Add sterile PBS (or the recommended buffer) to the vial. Common reconstitution concentrations are:
100 μg/mL in sterile PBS
500 μg/mL in PBS for some preparations
0.1–1.0 mg/mL in sterile distilled water or PBS is generally suitable for most recombinant proteins
Gently mix by pipetting up and down or swirling. Avoid vigorous shaking or vortexing, as this can denature the protein.
Allow the protein to dissolve at room temperature for 15–30 minutes with gentle agitation.
Aliquot the solution to avoid repeated freeze-thaw cycles, which can degrade the protein.

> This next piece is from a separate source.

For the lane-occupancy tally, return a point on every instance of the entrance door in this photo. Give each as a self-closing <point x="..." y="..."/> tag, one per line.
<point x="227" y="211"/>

Storage after reconstitution:
Store at 2–8 °C for up to 1 month under sterile conditions.
For longer-term storage, freeze aliquots at –20 °C to –70 °C for up to 3 months.
Preparation for Cell Culture:
Before adding to cell cultures, dilute the reconstituted stock to the desired working concentration using sterile cell culture medium or PBS.

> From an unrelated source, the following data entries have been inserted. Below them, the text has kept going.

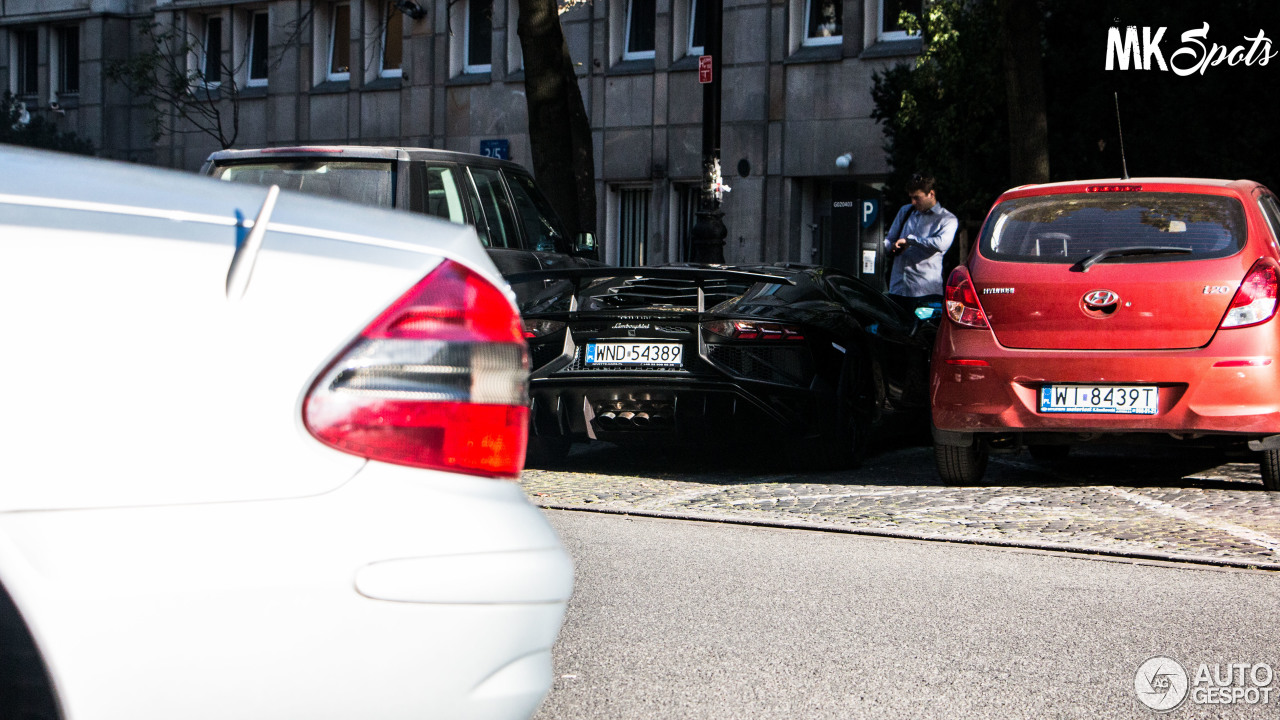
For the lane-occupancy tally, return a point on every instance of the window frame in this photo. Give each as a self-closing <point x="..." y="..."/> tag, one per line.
<point x="690" y="49"/>
<point x="200" y="54"/>
<point x="809" y="40"/>
<point x="336" y="10"/>
<point x="627" y="53"/>
<point x="24" y="76"/>
<point x="65" y="67"/>
<point x="251" y="49"/>
<point x="398" y="71"/>
<point x="467" y="67"/>
<point x="896" y="35"/>
<point x="636" y="247"/>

If the protein is to be used in functional assays, consider adding a carrier protein (e.g., 0.1% BSA) to minimize adsorption to plastic and improve stability, unless the application requires carrier-free conditions.
Filter-sterilize the final working solution if sterility is a concern and the protein is compatible with filtration.
Critical Notes:
Always consult the specific product datasheet for any unique requirements or recommended buffers, as some formulations may contain stabilizers (e.g., trehalose) or require specific reconstitution conditions.
Avoid repeated freeze-thaw cycles by aliquoting immediately after reconstitution.
Do not vortex the protein solution.
Summary Table:
Step
Details
Centrifuge vial
Collect powder at bottom
Add buffer
Sterile PBS or water (per datasheet); typical 100–500 μg/mL
Mix gently
Pipette or swirl; do not vortex
Dissolve
15–30 min at room temp
Aliquot
To avoid freeze-thaw cycles
Storage
2–8 °C (1 month), –20 to –70 °C (3 months)
Working dilution
Dilute in culture medium or PBS; add carrier if needed
If your application is highly sensitive or requires carrier-free protein, ensure all solutions and consumables are endotoxin-free and protein adsorption is minimized. Always verify the activity of the reconstituted protein in a pilot experiment before large-scale use.
Products are for research use only. Not for use in diagnostic or therapeutic procedures.